Key takeaway: Having more than 40 of Silicon Valley’s leading companies, organizations, and influencers standing up against the government in a unified effort, shows the strong belief and opposition to the FBI’s stance on encryption. Apple’s fight against the government is about much more than a phone, it’s about citizen’s personal security and putting millions of innocent customers at risk.
Florida Senate approves making coding a foreign language – USA TODAY, March 1
You may not speak French, but do you speak Java? Florida senators approved legislation this week, allowing high students to take computer coding to fulfill a foreign-language requirement. The decision stems from an ongoing national discussion about including computer science in school curriculum. In today’s competitive and technological-focused job market, computer coding is considered an incredibly valuable skill to have, but is it a foreign language? Local organizations opposing the bill released a joint statement, expressing their concerns about the bill being a “misleading and mischievous misnomer.” Furthermore, some opposers argue that some major universities in the United States require two years of a foreign language that does not include coding. However, the proposed legislation would force Florida colleges to accept coding. While it’s great that Florida has that authority, they have no control over private or out-of-state universities do. Additionally, critics express concern over technological funding and resources, but Senator Jeremy Ring made a good point when he said, “If a school can’t afford instruments, should every school eliminate music classes?” Supporters, on the other hand, claim computer science is critical, stating that no matter which industry you go into, students need a technology understanding to compete in life. The bill is expected to pass this week, and if all goes well, it will make Florida the first state to substitute coding for foreign language.

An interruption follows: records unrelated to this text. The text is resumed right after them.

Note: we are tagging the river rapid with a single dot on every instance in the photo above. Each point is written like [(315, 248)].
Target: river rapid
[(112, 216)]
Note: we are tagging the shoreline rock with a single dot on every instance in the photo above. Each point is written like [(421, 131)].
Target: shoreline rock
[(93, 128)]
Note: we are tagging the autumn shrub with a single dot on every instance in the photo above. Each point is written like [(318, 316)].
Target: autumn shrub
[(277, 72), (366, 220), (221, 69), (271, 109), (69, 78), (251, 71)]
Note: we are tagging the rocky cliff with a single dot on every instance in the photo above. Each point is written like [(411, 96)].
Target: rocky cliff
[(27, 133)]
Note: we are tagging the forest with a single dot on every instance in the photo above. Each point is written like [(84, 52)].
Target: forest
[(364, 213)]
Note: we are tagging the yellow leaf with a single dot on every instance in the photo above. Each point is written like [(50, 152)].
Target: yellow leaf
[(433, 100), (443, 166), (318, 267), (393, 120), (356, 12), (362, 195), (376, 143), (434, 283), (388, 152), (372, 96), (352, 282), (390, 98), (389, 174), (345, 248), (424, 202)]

Key takeaway: The decision to bring computer science into the classroom has been an ongoing national discussion in recent months, and with the overwhelming approval from Florida senators (35-5), it only further solidifies the strong endorsement of this movement. There is no question that foreign language is important, but children and teens should have the option to which language they want to learn, whether that be a traditional (like Spanish) or a digital language (like Java). What do you think – should coding be considered a learned skill, and not a foreign language?